Najważniejszy okazał się skup akcji SoftBanku, japońskiego giganta technologicznego na który spółka zamierza przeznaczyć równowartość 23 miliardów dolarów.

Inwestorzy liczą na to, że buyback będzie wspierał notowania przez długi okres i z nawiązką zrekompensuje straty z powodu nieudanych inwestycji Vision Fund.

W minionym miesiącu SoftBank, kontrolowany przez Masayoshiego Sona, do 2,5 biliona jenów zwiększył pulę na skup akcji i od tego momentu kurs poszybował o prawie 40 proc..W tym czasie, jak zauważa Bloomberg, spółka poinformowała też, że w roku finansowym zakończonym w marcu jej strata operacyjna wyniesie 1,35 biliona jenów na skutek nieudanych inwestycji jej funduszu Vision Fund m. in w WeWork i One Web.

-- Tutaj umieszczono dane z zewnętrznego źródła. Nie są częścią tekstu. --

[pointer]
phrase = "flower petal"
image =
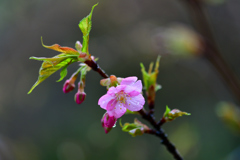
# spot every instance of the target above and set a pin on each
(111, 104)
(103, 101)
(112, 91)
(138, 86)
(129, 80)
(118, 110)
(135, 103)
(131, 91)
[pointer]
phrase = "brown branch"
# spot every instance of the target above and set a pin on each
(161, 134)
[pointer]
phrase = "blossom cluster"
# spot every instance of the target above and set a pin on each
(118, 99)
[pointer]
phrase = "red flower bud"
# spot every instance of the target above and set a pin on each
(68, 86)
(80, 97)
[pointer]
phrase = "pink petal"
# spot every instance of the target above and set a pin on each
(120, 88)
(118, 110)
(129, 81)
(103, 101)
(111, 104)
(135, 103)
(131, 91)
(112, 91)
(138, 86)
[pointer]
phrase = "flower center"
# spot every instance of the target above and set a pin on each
(121, 96)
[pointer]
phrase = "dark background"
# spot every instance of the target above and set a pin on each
(49, 125)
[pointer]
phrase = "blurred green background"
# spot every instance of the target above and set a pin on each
(49, 125)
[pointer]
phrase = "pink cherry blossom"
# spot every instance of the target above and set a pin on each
(108, 122)
(125, 96)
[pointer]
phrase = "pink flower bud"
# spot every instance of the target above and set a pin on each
(68, 86)
(80, 97)
(108, 122)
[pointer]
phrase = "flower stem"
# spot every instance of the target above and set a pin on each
(147, 116)
(93, 64)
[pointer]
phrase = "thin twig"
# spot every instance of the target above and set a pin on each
(147, 116)
(161, 134)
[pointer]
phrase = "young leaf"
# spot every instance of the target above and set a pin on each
(57, 47)
(51, 65)
(63, 73)
(85, 25)
(167, 111)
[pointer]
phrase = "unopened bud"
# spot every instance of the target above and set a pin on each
(68, 86)
(80, 97)
(170, 115)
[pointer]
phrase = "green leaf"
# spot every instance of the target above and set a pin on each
(85, 25)
(51, 65)
(63, 73)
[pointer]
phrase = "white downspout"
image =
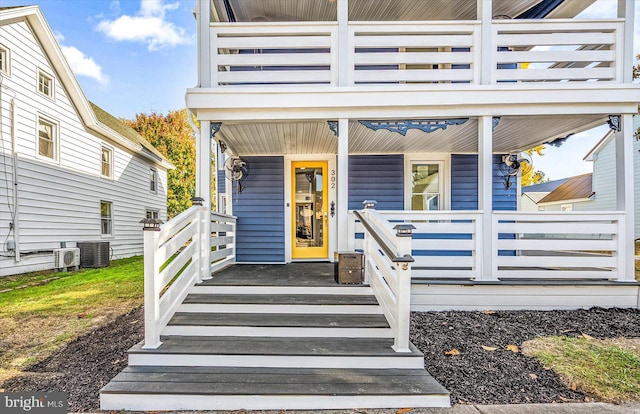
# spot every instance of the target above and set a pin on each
(14, 162)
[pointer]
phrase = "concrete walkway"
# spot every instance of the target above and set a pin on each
(568, 408)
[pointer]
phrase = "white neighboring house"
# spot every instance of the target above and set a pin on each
(574, 194)
(69, 171)
(603, 156)
(532, 194)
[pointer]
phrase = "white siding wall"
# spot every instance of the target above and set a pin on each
(60, 200)
(604, 179)
(636, 176)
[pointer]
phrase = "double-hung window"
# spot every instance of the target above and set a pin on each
(45, 84)
(5, 65)
(153, 180)
(106, 162)
(47, 139)
(426, 186)
(106, 218)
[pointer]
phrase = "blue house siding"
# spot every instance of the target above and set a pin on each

-Korzyści płynące ze skupu akcji przebijają wszystko inne- zapewnia Chris Lane z firmy inwestycyjnej Sanford C. Bernstein&Co. Wskazuje on, iż można sceptycznie postrzegać Vision Fund, ale jednocześnie doceniać „matematycznie" skutek buybacku. Jego zdaniem kurs akcji SoftBanku może wzrosnąć o kolejne 40 proc.

Pieniądze na skup walorów SoftBank chce pozyskać ze sprzedaży aktywów.